Corriere della Sera, 31 maggio 2026
Rocío Muñoz Morales: «Troppo gossip, ho scelto il silenzio»
«Cucino, faccio benissimo i letti, spolvero da dio, stiro in modo incredibile... E sono single». Rocío Muñoz Morales sa anche scherzare su sé stessa. Uscita dal vortice della separazione con Raoul Bova, ieri è stata ospite al Festival della Tv di Dogliani che si chiude oggi. Non nomina mai l’ex marito, ma racconta con pudore la sofferenza che ha attraversato, senza trasformarla in un pubblico regolamento di conti: «Tutti parlavano troppo, tutti facevano troppo rumore, un rumore che mi dava fastidio e che mi costringeva a mettere le mani sulle orecchie delle mie figlie perché non ascoltassero. Il silenzio con cui “ho commentato” la vicenda è stato una scelta ponderata, di dignità. Credo che il mio silenzio sia stato più forte di molte parole: mi ha dato serenità, forza, mi ha fatto sentire diversa. In questo modo volevo contrastare il rumore inutile e cattivo che avevo intorno».
Se per il pubblico che commenta le disgrazie altrui la separazione era «il gossip dell’estate», per lei significava parlare della sua vita: «Sono voluta stare lontana dalla caciara dei social. In un modo che sembra antico ho voluto vivere il mio dolore, la mia sofferenza, la mia rinascita».
Modella, attrice e conduttrice, Rocío Muñoz Morales si è raccontata con pochi filtri, sempre con un sorriso divertito. I suoi inizi da ballerina, a 6 anni: «Mi allenavo 5 ore al giorno e studiavo in treno: sono stata 5 volte campionessa spagnola di danza, ma non avevo il fisico idoneo per diventare campionessa del mondo, che era il mio sogno». È cresciuta con un grande senso del dovere, anche grazie a una famiglia semplice: «Mio padre lavorava già a 14 anni, mia madre invece è cresciuta occupandosi dei suoi quattro fratelli. Quando studiavo un giorno presi due quaderni per insegnare ai miei genitori a scrivere, perché non avevano avuto la possibilità di imparare a farlo».
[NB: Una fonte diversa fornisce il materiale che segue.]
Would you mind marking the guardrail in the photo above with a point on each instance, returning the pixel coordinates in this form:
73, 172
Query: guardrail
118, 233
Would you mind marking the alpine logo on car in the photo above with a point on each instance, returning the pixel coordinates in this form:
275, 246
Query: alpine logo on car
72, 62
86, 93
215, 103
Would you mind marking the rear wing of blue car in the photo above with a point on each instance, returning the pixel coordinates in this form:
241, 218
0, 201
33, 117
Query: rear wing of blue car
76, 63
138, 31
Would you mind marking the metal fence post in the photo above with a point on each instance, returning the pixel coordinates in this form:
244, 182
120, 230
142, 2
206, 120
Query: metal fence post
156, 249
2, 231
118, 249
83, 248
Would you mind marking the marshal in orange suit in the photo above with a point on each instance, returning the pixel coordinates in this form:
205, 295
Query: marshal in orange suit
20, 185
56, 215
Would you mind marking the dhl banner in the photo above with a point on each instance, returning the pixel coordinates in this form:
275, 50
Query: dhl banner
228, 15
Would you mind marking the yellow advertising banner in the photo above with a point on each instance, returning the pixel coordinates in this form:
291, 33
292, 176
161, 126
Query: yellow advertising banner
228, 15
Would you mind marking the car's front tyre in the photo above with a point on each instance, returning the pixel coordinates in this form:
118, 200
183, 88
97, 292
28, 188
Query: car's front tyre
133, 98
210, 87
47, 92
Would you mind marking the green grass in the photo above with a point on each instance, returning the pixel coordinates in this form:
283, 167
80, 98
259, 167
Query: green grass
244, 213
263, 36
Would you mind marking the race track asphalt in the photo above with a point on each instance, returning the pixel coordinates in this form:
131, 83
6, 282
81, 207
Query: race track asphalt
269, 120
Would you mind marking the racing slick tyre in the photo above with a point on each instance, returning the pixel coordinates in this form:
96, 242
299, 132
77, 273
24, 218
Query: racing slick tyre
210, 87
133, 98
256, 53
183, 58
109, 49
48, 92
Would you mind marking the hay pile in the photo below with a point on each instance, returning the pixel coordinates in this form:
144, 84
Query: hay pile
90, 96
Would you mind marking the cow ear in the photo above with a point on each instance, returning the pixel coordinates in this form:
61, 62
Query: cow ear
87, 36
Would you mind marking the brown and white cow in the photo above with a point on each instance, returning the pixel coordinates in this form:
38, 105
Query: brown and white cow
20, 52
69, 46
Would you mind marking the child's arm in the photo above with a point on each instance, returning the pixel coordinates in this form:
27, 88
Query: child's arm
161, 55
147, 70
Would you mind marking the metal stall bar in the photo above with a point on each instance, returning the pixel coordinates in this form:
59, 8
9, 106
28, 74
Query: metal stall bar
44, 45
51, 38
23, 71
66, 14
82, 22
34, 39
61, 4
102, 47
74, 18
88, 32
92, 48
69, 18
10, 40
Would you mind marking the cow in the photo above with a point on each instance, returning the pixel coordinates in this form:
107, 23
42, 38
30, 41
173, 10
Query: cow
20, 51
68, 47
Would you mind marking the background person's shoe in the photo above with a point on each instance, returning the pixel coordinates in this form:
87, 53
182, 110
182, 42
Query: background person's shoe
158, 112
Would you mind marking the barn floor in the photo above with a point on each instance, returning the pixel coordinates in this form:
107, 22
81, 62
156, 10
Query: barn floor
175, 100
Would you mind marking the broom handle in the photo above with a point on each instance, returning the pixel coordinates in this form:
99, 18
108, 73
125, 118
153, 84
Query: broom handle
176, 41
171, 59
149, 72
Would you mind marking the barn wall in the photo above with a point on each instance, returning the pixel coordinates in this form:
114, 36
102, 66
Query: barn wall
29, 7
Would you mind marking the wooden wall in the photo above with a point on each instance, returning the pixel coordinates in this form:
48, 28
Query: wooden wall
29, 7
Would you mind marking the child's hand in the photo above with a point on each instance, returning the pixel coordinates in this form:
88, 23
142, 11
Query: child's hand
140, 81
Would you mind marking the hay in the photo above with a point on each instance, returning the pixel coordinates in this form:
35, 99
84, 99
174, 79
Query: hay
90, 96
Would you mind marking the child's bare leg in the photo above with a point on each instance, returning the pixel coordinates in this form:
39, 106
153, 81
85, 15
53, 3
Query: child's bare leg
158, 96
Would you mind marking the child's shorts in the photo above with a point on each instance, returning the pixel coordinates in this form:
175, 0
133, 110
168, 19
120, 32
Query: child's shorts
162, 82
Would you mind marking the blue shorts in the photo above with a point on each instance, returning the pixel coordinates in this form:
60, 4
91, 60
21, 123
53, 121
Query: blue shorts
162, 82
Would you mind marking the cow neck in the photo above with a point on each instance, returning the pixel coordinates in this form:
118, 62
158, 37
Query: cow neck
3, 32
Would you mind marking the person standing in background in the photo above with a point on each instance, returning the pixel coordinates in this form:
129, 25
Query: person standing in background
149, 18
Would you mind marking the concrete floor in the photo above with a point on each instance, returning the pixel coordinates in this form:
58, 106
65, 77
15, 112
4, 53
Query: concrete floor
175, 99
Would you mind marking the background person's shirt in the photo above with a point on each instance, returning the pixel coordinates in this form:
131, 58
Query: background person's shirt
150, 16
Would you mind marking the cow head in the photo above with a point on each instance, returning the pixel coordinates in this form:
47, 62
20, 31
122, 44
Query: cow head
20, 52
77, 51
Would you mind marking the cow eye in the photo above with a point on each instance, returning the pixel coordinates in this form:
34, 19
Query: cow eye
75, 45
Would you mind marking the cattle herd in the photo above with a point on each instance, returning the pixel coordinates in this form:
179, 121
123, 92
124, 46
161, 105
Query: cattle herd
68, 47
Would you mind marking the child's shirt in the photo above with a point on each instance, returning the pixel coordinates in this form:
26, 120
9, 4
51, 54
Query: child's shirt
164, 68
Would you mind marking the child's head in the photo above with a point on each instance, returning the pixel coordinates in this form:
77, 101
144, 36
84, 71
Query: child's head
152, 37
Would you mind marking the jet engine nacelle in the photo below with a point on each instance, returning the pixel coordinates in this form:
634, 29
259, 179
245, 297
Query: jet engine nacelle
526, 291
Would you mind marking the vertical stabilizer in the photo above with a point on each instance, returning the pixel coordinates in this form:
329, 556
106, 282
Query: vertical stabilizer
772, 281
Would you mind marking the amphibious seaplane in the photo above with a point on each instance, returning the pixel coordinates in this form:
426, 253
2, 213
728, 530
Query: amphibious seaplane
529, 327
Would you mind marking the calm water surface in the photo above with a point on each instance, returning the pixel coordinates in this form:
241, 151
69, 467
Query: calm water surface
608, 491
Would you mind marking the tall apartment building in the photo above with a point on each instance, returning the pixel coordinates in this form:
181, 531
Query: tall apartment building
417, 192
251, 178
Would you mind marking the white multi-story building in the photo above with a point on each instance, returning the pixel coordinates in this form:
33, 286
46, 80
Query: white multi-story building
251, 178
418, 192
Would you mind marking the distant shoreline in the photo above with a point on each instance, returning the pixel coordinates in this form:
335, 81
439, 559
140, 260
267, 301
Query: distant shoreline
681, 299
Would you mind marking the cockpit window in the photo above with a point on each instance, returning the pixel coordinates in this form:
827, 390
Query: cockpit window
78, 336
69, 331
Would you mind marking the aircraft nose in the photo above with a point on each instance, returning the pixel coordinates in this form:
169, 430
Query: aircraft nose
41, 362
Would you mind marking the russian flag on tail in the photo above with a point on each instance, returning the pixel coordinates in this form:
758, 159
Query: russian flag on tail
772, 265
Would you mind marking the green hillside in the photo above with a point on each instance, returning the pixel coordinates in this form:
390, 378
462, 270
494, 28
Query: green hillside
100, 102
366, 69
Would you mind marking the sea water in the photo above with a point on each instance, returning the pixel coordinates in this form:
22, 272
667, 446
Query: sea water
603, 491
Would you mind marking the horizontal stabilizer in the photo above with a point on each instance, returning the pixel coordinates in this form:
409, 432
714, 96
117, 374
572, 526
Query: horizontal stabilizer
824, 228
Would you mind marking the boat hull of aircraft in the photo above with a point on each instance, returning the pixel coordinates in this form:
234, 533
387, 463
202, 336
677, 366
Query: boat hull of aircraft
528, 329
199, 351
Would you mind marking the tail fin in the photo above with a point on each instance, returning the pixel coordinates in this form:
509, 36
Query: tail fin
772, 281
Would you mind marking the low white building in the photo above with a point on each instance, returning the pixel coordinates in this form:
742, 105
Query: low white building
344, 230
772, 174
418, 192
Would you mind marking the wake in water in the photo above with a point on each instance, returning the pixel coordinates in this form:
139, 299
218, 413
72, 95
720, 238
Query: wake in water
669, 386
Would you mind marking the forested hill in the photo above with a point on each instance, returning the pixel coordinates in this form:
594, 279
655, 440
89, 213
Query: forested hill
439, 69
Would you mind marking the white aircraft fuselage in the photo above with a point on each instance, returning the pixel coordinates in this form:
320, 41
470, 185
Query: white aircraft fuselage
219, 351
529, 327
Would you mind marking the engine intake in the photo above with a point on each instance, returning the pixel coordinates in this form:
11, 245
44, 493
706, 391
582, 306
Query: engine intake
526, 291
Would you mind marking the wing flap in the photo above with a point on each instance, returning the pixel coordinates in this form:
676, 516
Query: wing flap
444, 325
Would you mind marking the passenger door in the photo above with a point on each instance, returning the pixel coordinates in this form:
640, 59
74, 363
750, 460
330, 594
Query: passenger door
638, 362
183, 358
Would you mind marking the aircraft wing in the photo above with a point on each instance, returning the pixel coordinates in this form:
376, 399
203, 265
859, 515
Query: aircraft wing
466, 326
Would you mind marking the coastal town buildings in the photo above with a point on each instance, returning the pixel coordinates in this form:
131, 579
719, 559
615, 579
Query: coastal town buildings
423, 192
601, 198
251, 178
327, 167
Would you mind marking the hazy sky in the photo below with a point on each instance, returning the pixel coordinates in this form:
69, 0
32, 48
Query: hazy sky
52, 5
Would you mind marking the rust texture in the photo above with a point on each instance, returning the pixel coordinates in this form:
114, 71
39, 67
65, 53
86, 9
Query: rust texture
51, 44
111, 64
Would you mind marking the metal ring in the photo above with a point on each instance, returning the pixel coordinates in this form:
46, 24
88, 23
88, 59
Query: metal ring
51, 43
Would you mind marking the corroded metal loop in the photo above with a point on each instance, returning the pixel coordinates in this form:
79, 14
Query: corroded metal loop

L’arrivo in Italia lo ricorda come un periodo «divertente e folle, non parlavo una parola di italiano». La prima esperienza a Roma è segnata soprattutto dalle multe: «Con la mia macchinetta sfigata passavo attraverso un varco attivo, che per me significava “vai”: mi sono arrivati 3000 euro da pagare». Il successo arriva nel 2015 grazie a Un passo dal cielo, ma soprattutto con il Sanremo di Carlo Conti: «Non sapevo chi fosse e pensavo che Sanremo fosse un festival del cinema. Mi sono presentata vestita tutta accollata, come una suora, e avevo studiato a memoria il regolamento: Carlo rimase colpito, lui non ne sapeva ancora nulla». Prima conferenza, prima gaffe: «Io sono una ragazza di strada: c’erano 1500 giornalisti che ridevano». La fortuna è stata affrontarlo in modo «inconsapevole»: «Mi ha salvato non sapere bene cosa fosse Sanremo: ci sono tornata altre due volte, ma anche se dovevo dire due cose in croce ero impanicata».
In una giornata punteggiata da incontri, il primo appuntamento è stato con il racconto dell’Italia di Aldo Cazzullo. Quindi sul palco si sono alternati Serena Dandini, Katia Follesa e Linus. Con i direttori Luciano Fontana (Corriere), Fittipaldi (Domani), Malaguti (La Stampa) e Brambilla (Il Secolo XIX), moderati da Annalisa Bruchi, il dibattito ha toccato Trump e la guerra, i media e l’intelligenza artificiale. In chiusura lo sguardo comico e pop di Giorgio Panariello.